SolarWinds CEO Sudhakar Ramakrishna said that the password had been in use as early as 2017

Executives at Texas-based software firm SolarWinds have blamed an intern for using a weak password that went unnoticed for many years.

In a joint hearing before the House Committees on Oversight & Reform and Homeland Security on Friday, Representative Rashida Tlaib questioned ex-CEO Kevin Thompson about media reports claiming that some of SolarWinds ' servers were protected with passwords such as ' solarwinds123 '.

Thompson testified that the mistake was made by an intern, who violated the company's password policies.

He told lawmakers that the intern had posted the password in a private GitHub account, adding that the mistake was corrected after it was brought to the notice of the security team.

When Rep. Katie Porter of California asked CEO Sudhakar Ramakrishna about the same incident, he said that the ' solarwinds123 ' password had been in use as early as 2017.

"I believe that was a password that an intern used on one of his…servers back in 2017, which was reported to our security team and it was immediately removed."

Security researcher Vinoth Kumar claimed that he had alerted SolarWinds about a publicly accessible GitHub repository in December, which contained the password of the server handling updates to the company's software.

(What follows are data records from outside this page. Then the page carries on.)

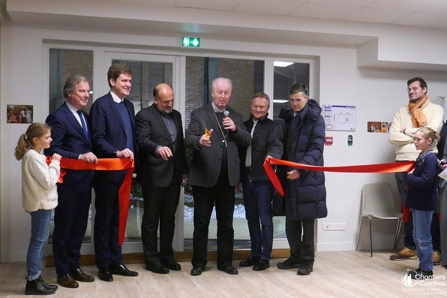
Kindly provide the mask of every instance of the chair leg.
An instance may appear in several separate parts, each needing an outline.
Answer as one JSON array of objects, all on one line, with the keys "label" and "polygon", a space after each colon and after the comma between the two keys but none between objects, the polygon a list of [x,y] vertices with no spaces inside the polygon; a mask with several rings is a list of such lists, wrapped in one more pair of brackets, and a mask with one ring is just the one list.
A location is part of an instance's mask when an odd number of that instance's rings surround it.
[{"label": "chair leg", "polygon": [[394,245],[393,246],[393,249],[396,250],[397,247],[397,242],[399,241],[399,235],[400,234],[400,228],[402,227],[402,220],[398,220],[397,222],[397,230],[396,231],[396,238],[394,239]]},{"label": "chair leg", "polygon": [[371,257],[372,257],[372,235],[371,233],[371,217],[368,217],[368,224],[370,227],[370,250],[371,251]]},{"label": "chair leg", "polygon": [[357,233],[357,241],[356,242],[356,250],[359,248],[359,240],[360,239],[360,229],[362,228],[362,220],[363,218],[360,217],[360,223],[359,224],[359,231]]}]

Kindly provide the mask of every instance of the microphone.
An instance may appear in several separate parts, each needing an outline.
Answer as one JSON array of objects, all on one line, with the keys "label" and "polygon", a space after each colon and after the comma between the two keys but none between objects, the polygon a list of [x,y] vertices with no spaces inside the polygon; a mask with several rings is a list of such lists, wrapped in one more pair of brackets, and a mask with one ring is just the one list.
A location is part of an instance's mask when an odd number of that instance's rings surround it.
[{"label": "microphone", "polygon": [[[225,118],[227,118],[228,115],[229,115],[229,112],[228,112],[227,110],[225,110],[224,111],[224,119]],[[225,129],[225,128],[224,128],[224,129]],[[226,138],[228,137],[228,130],[227,129],[225,129],[225,136],[224,136],[224,137],[225,137],[225,139],[226,139]]]}]

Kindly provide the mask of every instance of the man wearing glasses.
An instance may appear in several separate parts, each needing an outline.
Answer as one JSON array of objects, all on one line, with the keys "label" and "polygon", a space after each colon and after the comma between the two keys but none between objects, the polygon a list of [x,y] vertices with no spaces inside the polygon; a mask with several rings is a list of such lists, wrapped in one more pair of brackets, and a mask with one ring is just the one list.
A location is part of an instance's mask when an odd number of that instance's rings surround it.
[{"label": "man wearing glasses", "polygon": [[[420,77],[414,77],[407,82],[408,104],[401,107],[395,114],[389,129],[389,142],[397,145],[396,149],[396,161],[416,160],[419,154],[414,146],[414,133],[420,127],[428,127],[439,133],[443,126],[444,112],[442,107],[430,102],[427,96],[427,83]],[[433,151],[438,153],[436,145],[433,142]],[[395,173],[397,187],[402,199],[402,206],[405,204],[407,195],[407,173]],[[404,238],[405,247],[398,253],[389,257],[390,260],[417,259],[416,245],[413,239],[413,216],[410,213],[408,221],[404,223],[405,235]],[[434,263],[439,265],[439,223],[437,216],[434,216],[432,223],[432,237],[433,243]],[[433,227],[436,226],[436,231]],[[434,232],[436,234],[434,235]]]}]

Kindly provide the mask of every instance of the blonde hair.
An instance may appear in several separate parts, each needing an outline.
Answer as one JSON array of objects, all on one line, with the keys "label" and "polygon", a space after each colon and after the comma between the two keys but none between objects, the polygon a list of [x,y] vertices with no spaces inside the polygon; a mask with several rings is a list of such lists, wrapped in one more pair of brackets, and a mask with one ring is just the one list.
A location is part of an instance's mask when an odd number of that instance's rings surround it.
[{"label": "blonde hair", "polygon": [[35,122],[28,127],[26,132],[22,134],[17,142],[17,146],[14,150],[14,156],[20,160],[30,149],[33,149],[33,139],[39,139],[43,136],[51,128],[46,123]]},{"label": "blonde hair", "polygon": [[417,130],[416,132],[419,133],[421,136],[425,139],[431,139],[432,142],[434,142],[435,139],[438,140],[438,142],[441,140],[441,136],[439,135],[439,134],[430,127],[422,127]]}]

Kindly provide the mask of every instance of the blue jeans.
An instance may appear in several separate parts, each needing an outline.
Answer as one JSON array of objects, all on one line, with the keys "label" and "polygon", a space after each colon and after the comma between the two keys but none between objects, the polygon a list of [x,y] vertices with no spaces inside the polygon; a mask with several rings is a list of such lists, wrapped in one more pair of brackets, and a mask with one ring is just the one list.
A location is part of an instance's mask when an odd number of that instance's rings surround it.
[{"label": "blue jeans", "polygon": [[416,245],[419,268],[425,271],[433,270],[433,247],[430,226],[434,211],[411,209],[413,213],[413,237]]},{"label": "blue jeans", "polygon": [[270,192],[272,184],[251,182],[250,173],[242,181],[245,218],[251,241],[251,255],[268,260],[273,245],[273,221]]},{"label": "blue jeans", "polygon": [[[397,188],[399,189],[399,193],[400,194],[400,198],[402,199],[402,208],[403,208],[405,204],[405,199],[407,197],[407,190],[408,188],[408,181],[407,180],[407,176],[408,173],[406,172],[399,172],[394,173],[396,177],[396,181],[397,182]],[[408,221],[404,222],[404,230],[405,235],[404,237],[404,246],[411,250],[416,249],[416,244],[413,239],[413,215],[410,213]]]},{"label": "blue jeans", "polygon": [[34,280],[42,272],[42,258],[44,248],[50,235],[51,210],[39,209],[30,213],[31,216],[31,236],[26,254],[26,279]]}]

The password was publicly accessible from June 2018. Kumar showed SolarWinds that he could use the password to log in and deposit files on the company ' s server.

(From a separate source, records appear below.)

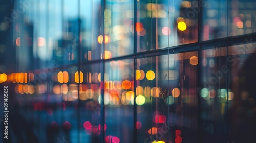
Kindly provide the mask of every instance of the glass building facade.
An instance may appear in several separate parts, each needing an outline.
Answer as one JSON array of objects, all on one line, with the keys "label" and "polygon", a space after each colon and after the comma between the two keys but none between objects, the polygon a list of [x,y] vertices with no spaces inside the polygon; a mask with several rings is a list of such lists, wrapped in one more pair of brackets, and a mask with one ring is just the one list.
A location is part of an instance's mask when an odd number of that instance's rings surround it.
[{"label": "glass building facade", "polygon": [[1,3],[0,142],[256,142],[255,1]]}]

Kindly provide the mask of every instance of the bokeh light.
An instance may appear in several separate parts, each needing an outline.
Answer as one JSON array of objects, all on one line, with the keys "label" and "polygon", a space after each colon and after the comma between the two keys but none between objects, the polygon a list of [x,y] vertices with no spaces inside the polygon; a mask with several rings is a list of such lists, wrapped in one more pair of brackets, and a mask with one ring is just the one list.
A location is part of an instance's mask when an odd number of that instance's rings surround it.
[{"label": "bokeh light", "polygon": [[144,89],[141,86],[136,87],[136,96],[144,94]]},{"label": "bokeh light", "polygon": [[209,96],[209,90],[207,88],[203,88],[201,90],[201,96],[202,98],[206,98]]},{"label": "bokeh light", "polygon": [[146,78],[149,80],[153,80],[155,79],[156,75],[152,70],[148,70],[146,74]]},{"label": "bokeh light", "polygon": [[135,102],[136,104],[138,105],[142,105],[145,103],[146,101],[146,99],[142,95],[138,95],[136,97],[135,99]]},{"label": "bokeh light", "polygon": [[0,83],[5,82],[7,80],[7,75],[5,73],[0,74]]},{"label": "bokeh light", "polygon": [[[102,35],[100,35],[98,36],[97,41],[99,44],[102,44],[103,43],[103,39]],[[108,35],[105,35],[105,44],[109,43],[110,39],[110,37]]]},{"label": "bokeh light", "polygon": [[193,65],[197,65],[198,64],[198,58],[197,56],[191,57],[189,62]]},{"label": "bokeh light", "polygon": [[162,32],[163,35],[168,36],[170,34],[170,29],[168,27],[164,27],[162,29]]},{"label": "bokeh light", "polygon": [[184,22],[180,21],[178,23],[178,28],[180,31],[184,31],[187,29],[187,25]]},{"label": "bokeh light", "polygon": [[141,74],[140,70],[136,69],[136,80],[138,80],[141,77]]},{"label": "bokeh light", "polygon": [[157,133],[157,128],[156,127],[152,127],[148,130],[148,133],[151,135],[156,134]]},{"label": "bokeh light", "polygon": [[140,72],[140,78],[139,79],[140,80],[142,80],[145,78],[145,72],[142,70],[139,70]]},{"label": "bokeh light", "polygon": [[[76,83],[79,83],[79,75],[78,75],[78,72],[76,72],[75,73],[75,82]],[[80,72],[80,83],[83,82],[83,73],[82,72]]]},{"label": "bokeh light", "polygon": [[174,88],[172,90],[172,94],[175,98],[178,97],[180,96],[180,89],[179,88]]},{"label": "bokeh light", "polygon": [[89,121],[86,121],[83,122],[83,127],[87,130],[91,130],[92,129],[92,124]]},{"label": "bokeh light", "polygon": [[124,80],[122,83],[122,87],[124,89],[129,89],[132,86],[132,83],[129,80]]}]

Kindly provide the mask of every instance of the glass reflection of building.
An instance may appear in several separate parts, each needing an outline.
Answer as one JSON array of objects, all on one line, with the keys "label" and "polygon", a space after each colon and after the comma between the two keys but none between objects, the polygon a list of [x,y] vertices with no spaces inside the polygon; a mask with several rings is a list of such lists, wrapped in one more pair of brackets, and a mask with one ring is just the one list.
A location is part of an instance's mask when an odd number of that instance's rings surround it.
[{"label": "glass reflection of building", "polygon": [[253,1],[4,1],[11,142],[256,140]]}]

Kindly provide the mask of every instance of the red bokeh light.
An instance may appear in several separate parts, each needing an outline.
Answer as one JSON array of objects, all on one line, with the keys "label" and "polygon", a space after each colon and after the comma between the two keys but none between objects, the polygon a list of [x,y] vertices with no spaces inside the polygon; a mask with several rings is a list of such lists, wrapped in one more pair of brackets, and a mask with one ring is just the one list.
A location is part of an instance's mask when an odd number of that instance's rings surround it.
[{"label": "red bokeh light", "polygon": [[92,129],[92,124],[89,121],[86,121],[83,123],[83,127],[87,130]]}]

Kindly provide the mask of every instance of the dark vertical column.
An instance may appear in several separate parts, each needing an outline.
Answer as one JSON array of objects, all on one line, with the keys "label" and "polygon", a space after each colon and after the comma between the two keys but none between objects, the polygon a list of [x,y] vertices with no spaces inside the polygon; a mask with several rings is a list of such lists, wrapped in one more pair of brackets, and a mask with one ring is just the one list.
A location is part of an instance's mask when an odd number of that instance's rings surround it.
[{"label": "dark vertical column", "polygon": [[78,0],[78,2],[77,2],[78,3],[78,5],[77,5],[77,6],[78,6],[78,18],[77,18],[77,20],[78,21],[78,30],[77,31],[78,32],[78,39],[77,39],[77,41],[76,41],[76,43],[78,43],[78,53],[77,53],[77,55],[78,55],[78,59],[77,59],[77,66],[78,66],[78,105],[77,105],[77,132],[78,133],[78,135],[77,136],[78,136],[78,142],[80,142],[80,83],[81,83],[81,80],[80,80],[80,72],[81,72],[81,67],[80,66],[81,66],[82,64],[80,64],[80,63],[81,63],[81,41],[80,41],[80,39],[81,39],[81,35],[80,34],[80,32],[81,32],[81,19],[80,19],[80,0]]},{"label": "dark vertical column", "polygon": [[105,124],[105,106],[104,103],[104,75],[105,75],[105,61],[104,61],[104,51],[105,51],[105,16],[104,16],[104,11],[105,11],[105,0],[101,0],[101,8],[100,12],[100,33],[102,37],[103,38],[102,41],[102,44],[100,45],[100,51],[101,54],[103,56],[101,56],[101,60],[100,62],[100,71],[101,71],[101,83],[100,83],[100,96],[101,97],[101,101],[100,103],[100,142],[105,142],[105,130],[104,130],[104,124]]},{"label": "dark vertical column", "polygon": [[136,70],[137,70],[137,55],[136,54],[137,53],[137,36],[136,33],[136,22],[137,22],[137,2],[136,1],[134,1],[134,72],[133,72],[133,81],[134,81],[134,106],[133,106],[133,142],[137,142],[137,132],[136,128],[136,122],[137,122],[137,104],[136,102],[136,87],[137,87],[137,80],[136,80]]},{"label": "dark vertical column", "polygon": [[[202,4],[202,3],[205,3],[204,0],[198,0],[198,4]],[[198,15],[198,27],[197,27],[197,33],[198,33],[198,42],[200,43],[203,38],[203,34],[202,31],[203,29],[203,7],[200,7],[201,10],[199,11]],[[197,85],[198,88],[197,89],[197,126],[198,126],[198,142],[203,142],[203,127],[202,120],[201,120],[201,95],[200,92],[201,89],[202,89],[203,85],[201,84],[201,73],[202,73],[202,45],[199,45],[199,50],[198,50],[198,64],[197,65]]]}]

SolarWinds eventually addressed the issue on 22nd November 2019.

"I've got a stronger password than 'solarwinds123' to stop my kids from watching too much YouTube on their iPad," Rep. Porter said. "Misrepresenting the facts to downplay the company's role and responsibility for the hack is disappointing but unsurprising."

At this time, it is still not clear whether the weak password played a role in the SolarWinds hack last year, which is thought to be the largest foreign intrusion into US networks to date. Attackers were able to use the company's monitoring tool to access customers' systems - including those of the US government. SolarWinds asserts that the two security issues are unrelated, stating:

'SolarWinds has determined that the credentials using that password were for a third-party vendor application and not for access to the SolarWinds IT systems. Furthermore, the third-party application did not connect with the SolarWinds IT systems. As such, SolarWinds has determined that the credentials using this password had nothing to do with the SUNBURST attack or other breach of the company's IT systems.'

Rep. Porter stressed that the US needs "stronger federal oversight of internet companies, especially those that are vital to our national security and critical infrastructure."

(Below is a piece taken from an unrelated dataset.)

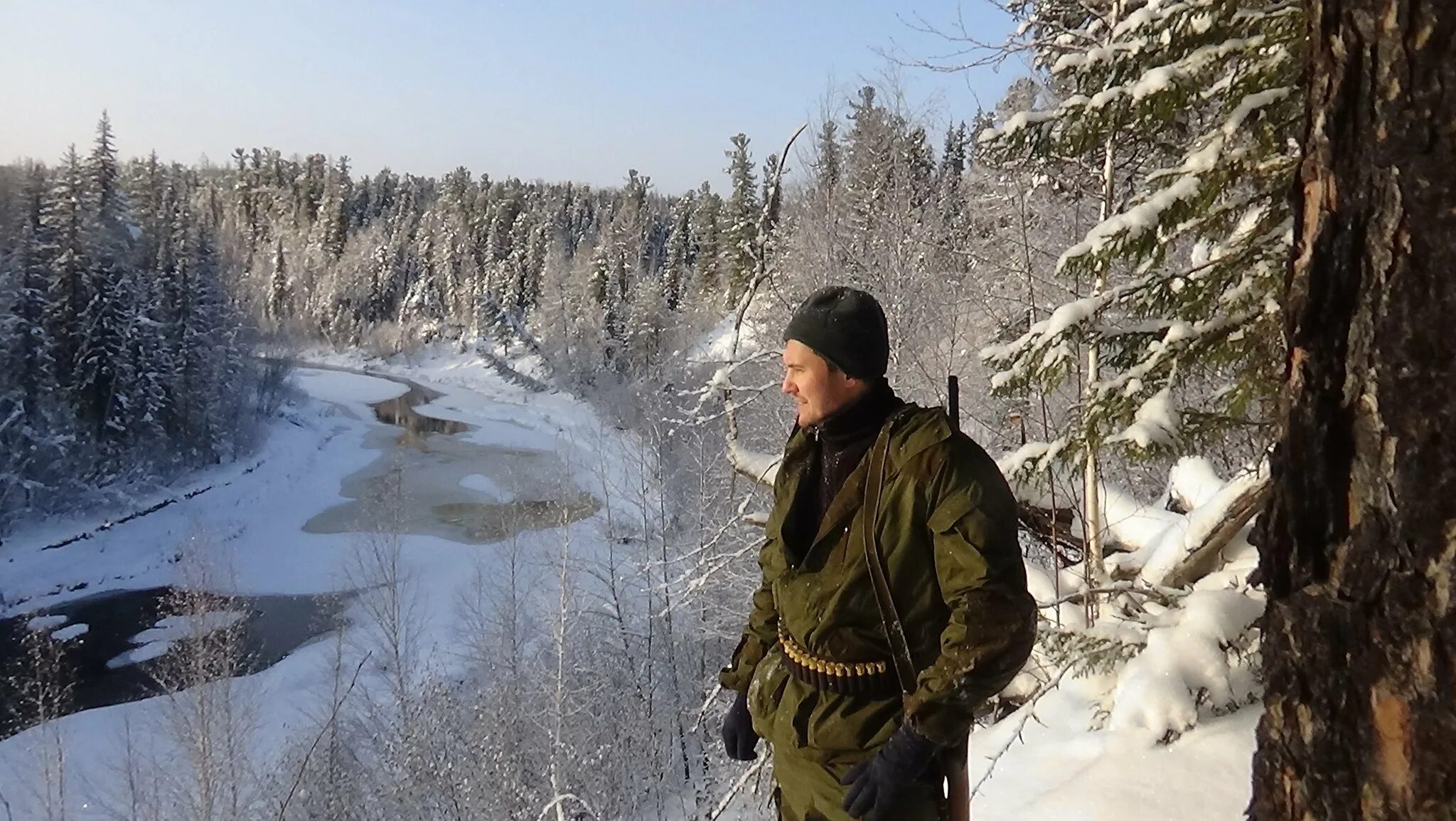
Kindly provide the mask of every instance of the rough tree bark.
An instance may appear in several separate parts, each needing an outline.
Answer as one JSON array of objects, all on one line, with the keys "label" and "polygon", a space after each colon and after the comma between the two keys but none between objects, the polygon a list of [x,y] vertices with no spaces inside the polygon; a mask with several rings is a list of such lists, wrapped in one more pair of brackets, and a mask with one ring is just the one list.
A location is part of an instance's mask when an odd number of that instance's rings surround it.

"Rest assured, I'll be following up," she added.

In December, SolarWinds said that the supply chain attack may have impacted about 18,000 customers, including leading software and security companies and several government agencies.

In an SEC filing, the firm stated that it believed an ' outside nation state ' was behind the cyber campaign, in which hackers breached the company's network and inserted malicious code into the updates of its Orion network management software issued between March and June 2020.

Earlier this year, it emerged that the hackers were also able to access some of Microsoft's source code, although they could not make any changes to it.